Le Temps: Les comptes fribourgeois sont positifs pour la troisième année consécutive. Quel est votre secret?

Claude Lässer: Ce résultat ne cache aucun secret. Il faut se rappeler que Fribourg a mis sur pied des programmes d'économie, d'amélioration des perspectives financières, qui, souvent, ne sont pas très spectaculaires, mais permettent de rétablir la situation. Nous nous sommes aussi dotés d'instruments techniques très forts – notamment la cote d'alerte. De manière générale, disons simplement que la budgétisation se fait le plus honnêtement possible, en essayant de prendre en compte tous les risques.

– Ces bons résultats sont-ils réalisés au détriment d'un appareil étatique qui apparaît parfois squelettique?

– Non, on ne peut pas dire ça. Nous accomplissons les tâches essentielles de l'Etat. Il est vrai qu'en comparaison intercantonale, l'appareil étatique fribourgeois n'est pas surdimensionné… Mais la situation assez saine de nos finances a un coût; elle s'explique avant tout par une charge fiscale élevée.
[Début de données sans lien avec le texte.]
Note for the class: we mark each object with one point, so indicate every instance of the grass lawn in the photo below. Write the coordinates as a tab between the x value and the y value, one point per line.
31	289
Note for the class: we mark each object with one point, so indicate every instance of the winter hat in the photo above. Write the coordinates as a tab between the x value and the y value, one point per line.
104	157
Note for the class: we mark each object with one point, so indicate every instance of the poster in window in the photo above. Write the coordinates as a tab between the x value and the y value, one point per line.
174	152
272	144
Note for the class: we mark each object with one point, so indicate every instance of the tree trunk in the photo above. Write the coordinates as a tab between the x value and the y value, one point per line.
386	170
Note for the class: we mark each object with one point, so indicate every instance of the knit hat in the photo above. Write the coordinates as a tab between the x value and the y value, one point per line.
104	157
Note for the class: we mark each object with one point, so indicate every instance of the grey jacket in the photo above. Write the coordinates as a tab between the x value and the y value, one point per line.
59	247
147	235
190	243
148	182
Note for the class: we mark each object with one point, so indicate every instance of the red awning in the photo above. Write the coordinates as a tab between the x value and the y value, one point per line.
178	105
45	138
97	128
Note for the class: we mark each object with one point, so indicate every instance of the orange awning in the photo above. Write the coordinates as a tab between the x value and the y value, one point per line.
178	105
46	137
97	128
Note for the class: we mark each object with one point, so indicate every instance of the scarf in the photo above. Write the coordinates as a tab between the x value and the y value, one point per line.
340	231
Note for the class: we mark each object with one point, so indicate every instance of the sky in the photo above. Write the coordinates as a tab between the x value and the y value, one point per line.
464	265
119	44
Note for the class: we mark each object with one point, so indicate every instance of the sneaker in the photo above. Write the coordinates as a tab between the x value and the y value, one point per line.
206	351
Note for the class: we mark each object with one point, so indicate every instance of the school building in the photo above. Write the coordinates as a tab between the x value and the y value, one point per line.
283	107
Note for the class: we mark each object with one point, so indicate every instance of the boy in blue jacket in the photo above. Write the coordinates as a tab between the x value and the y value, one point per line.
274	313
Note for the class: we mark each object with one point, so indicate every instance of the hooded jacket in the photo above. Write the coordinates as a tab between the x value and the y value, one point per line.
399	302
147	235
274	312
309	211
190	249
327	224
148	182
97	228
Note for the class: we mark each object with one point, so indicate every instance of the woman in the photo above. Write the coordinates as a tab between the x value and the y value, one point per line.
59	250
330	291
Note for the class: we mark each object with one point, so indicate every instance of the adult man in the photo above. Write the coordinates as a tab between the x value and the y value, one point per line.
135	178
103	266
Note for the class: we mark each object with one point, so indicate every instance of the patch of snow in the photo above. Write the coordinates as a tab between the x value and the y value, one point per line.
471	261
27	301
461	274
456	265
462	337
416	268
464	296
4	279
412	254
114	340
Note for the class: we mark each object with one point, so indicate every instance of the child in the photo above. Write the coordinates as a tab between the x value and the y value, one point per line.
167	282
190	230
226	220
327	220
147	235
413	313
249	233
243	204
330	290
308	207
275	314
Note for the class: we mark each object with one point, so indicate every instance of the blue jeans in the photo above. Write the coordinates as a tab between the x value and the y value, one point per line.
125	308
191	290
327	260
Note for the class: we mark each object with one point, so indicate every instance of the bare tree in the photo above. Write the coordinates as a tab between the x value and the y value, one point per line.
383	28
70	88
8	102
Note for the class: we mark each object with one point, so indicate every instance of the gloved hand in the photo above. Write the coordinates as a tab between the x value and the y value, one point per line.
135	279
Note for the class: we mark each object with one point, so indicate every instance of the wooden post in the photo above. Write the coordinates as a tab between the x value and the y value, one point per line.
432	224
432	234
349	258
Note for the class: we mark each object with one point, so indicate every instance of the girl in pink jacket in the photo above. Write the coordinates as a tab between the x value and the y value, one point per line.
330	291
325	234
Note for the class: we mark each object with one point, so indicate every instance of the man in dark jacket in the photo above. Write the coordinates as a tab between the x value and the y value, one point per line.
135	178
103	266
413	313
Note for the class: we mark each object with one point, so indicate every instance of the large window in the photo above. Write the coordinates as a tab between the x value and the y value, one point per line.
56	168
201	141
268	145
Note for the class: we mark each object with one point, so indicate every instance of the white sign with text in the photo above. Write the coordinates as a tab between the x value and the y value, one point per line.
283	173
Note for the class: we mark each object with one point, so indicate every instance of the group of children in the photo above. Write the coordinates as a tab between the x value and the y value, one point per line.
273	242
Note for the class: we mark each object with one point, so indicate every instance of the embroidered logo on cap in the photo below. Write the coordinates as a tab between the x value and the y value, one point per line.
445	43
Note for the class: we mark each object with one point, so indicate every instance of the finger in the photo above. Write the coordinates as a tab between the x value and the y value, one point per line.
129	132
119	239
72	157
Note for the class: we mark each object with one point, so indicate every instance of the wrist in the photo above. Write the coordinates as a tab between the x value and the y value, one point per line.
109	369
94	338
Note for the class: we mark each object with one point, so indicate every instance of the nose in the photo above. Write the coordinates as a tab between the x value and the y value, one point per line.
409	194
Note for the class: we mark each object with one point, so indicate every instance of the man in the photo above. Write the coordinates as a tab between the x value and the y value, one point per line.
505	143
Celle des personnes physiques représente un tiers de plus que la moyenne helvétique.

– Après cet excellent exercice 2004, les contribuables fribourgeois vont-ils avoir droit à une baisse d'impôts?

– Il y a déjà eu une diminution d'impôts en 2004, notamment pour les familles (splitting, augmentation des déductions pour les enfants et frais de garde). Et cette année, les impôts ont baissé de 2%. En outre, dans nos planifications financières, une réduction de la charge fiscale est intégrée jusqu'à l'horizon 2008.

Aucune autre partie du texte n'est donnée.